Gestational diabetes mainly refers to the occurrence of diabetes during gestation period with abnormality in fasting blood glucose and sugar tolerance, the cause of which has certain correlation with age, obesity and heredity [8]. With the twochild policy, the parturient women of advanced age increase closely year by year in China and the existing studies show that the women over the age of 40 are subject to the incidence of gestational diabetes mellitus 8.2 times higher than that of the women aged 20-30 y. There are therefore great pregnancy risks in pregnant women with advanced maternal age and it, to a certain extent, increases the probability of preterm birth, macrosomia and polyhydramnios [9]. With partial regional results tallied, in gestational diabetes the probability of premature is 9.5%-25%, macrosomia (the most common complication which occurs during perinatal period in patients with gestational diabetes) is 25%-40% and polyhydramnios (the most common complication) is 13%-36% [10]. Such huge data again alert us to pay close attention to gestational diabetes and quality improvement of delivery. Gestational diabetes is mainly due to insulin secretion deficiency or insulin resistance in patients’ body, so it requires grasping the islet β-cell function firstly before the treatment of gestational diabetes mellitus. This is mainly because the dysfunction of islet β-cell can lead to abnormality of glucose tolerance and thus to protect the islet β-cell function becomes the main goal in treatment of pregnancy diabetes [11].

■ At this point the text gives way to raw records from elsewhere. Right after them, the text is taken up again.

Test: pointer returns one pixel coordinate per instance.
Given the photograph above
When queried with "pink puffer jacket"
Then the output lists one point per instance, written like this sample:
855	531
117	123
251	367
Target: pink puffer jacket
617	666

This study shows that after treatment the fasting blood glucose, postprandial 2 h blood glucose and glycated hemoglobin in the observation group were significantly different from those of the control group, P<0.05. Total effective rate of the observation group (94.44%) was markedly higher than that of the control group (74.29%), (P<0.05), and in the observation group the incidences of premature birth, asphyxia, fetal distress and hypoglycemia were respectively 2.78%, 2.78%, 2.78% and 2.78% while in the control group they were 8.57%, 8.57%, 11.43% and 20% of significant difference (P<0.05). The main reasons are: the traditional method of controlling blood sugar, with hysteretic quality, is mainly conducted with animal insulin as the main basis of blood sugar control. But it fails to reach a satisfactory effect because the animal insulin has moderately slow metabolism and long onset time [12-15]. The treatment of gestational diabetes is related to maternal and child health, so the method applied should be safe and reliable while keeping pace with the times. In recent years novorapid flexpen has been widely used and highly recognized in clinical trials. Novorapid flexpen makes the insulin re-synthesized through science and technology with the main component of aspartic acid, which can change the insulin into the monomer. Therefore, after subcutaneous injection, the novorapid flexpen can be quickly absorbed into the blood, give full play to the effect of insulin in a short period, slow down the absorption of sugar and inhibit enzyme activity in patients to make it work on 10-20 min with the maximum duration up to 1-3 h and hypoglycemic duration 3-5 h. So, it has good effect in controlling blood glucose, enabling to control the postprandial blood glucose at a reasonable level in a short period of time. More importantly, the novorapid flexpen contains a lot of protein molecules; rarely gives rise to hypoglycemia occurs during the application and has fewer effects on the fetus with high security [16-18]. Therefore, as long as with correct drug use against infection, novorapid flexpen turns out to have good effects in the treatment of gestational diabetes, which sets the template for the therapy of the disease and also provides a reference for the future treatment of gestational diabetes mellitus [19,20].

In summary, the effect of treating gestational diabetes with novorapid flexpen is significant. It brings a good control of the blood glucose and greatly improves the treatment effect by reducing the incidence of adverse pregnancy outcomes and hypoglycemia, thus worthy of reference and adoption in clinical practices.